Jim: Well, the first thing is, you're almost inevitably going to find something in newspapers about your ancestors. And everybody knows about obituaries. There's the saying, "Everyone dies famous in a small town.”That’s a country song. But obituaries shouldn't be the ending point for your newspaper research, because really, you can write a biography of an ancestor from mentions one sentence at a time in newspapers during their life, especially if you go back into the 19th century, you may find them listed, who was visiting who and who just got laid off at the local industrial plant.

Fisher: Oh yeah. Car accidents, legal issues, graduations, things from school, ship arrivals, that's another one.

Jim: Well, I would definitely recommend the site, Chronicling America. That's a project of Library of Congress and the National Endowment for the Humanities. They have millions of pages that had been contributed by state projects. They give them grant money.

Fisher: Right.

Jim: They digitize, that's completely free. And many of those state newspaper projects also have free sites of their own. California for instance, has a very extensive digitized newspaper collection from its state newspaper project. And even local libraries, they usually will just do a historical, local newspaper that they may have had on microfilm or maybe they even had the original bound print copies that they've converted to digital media.
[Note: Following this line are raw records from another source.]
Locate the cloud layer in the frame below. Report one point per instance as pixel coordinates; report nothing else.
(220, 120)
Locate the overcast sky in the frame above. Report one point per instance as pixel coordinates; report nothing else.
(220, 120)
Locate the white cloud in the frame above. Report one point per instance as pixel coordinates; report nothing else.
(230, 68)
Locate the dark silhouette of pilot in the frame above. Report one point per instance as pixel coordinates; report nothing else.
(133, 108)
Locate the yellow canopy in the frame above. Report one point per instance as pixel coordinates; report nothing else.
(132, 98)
And then another site that's good is called, Old Fulton New York Post Cards.

Fisher: It’s unbelievable. One guy! And he's digitized like three or four times what the government has done with Chronicling America by himself!
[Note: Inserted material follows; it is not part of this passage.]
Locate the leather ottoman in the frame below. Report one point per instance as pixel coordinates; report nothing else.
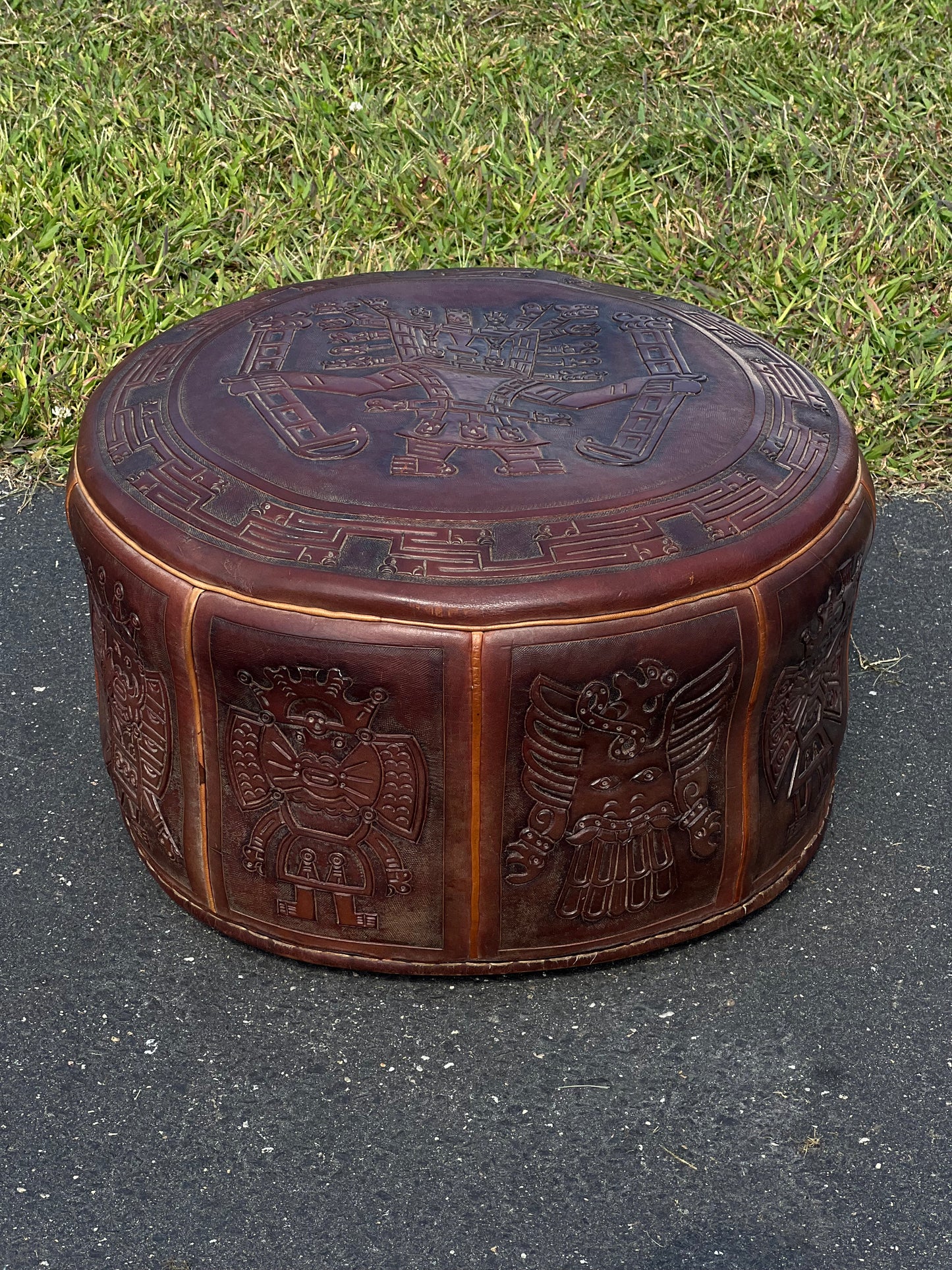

Jim: And one of the real good hallmarks is, he was originally a computer guy and his search engine with the so called fuzzy search is the best that there is, accounting for all the different surname variants and place variants and typos that made their way into newspapers.

Fisher: Right. And of course you can look up all these things just by Googling for instance, "Idaho digitized newspapers," "California digitized newspapers," and it will bring you up all kinds of links. Many of them, like you say, go back to Chronicling America, but there are lots of free sites. And of course, if you don't find what you're looking for there, there are all the paid ones and those are incredible as well and they're continuing to grow. I still can't believe, Jim, how many newspapers are still not digitized, including several from my little hometown in Connecticut.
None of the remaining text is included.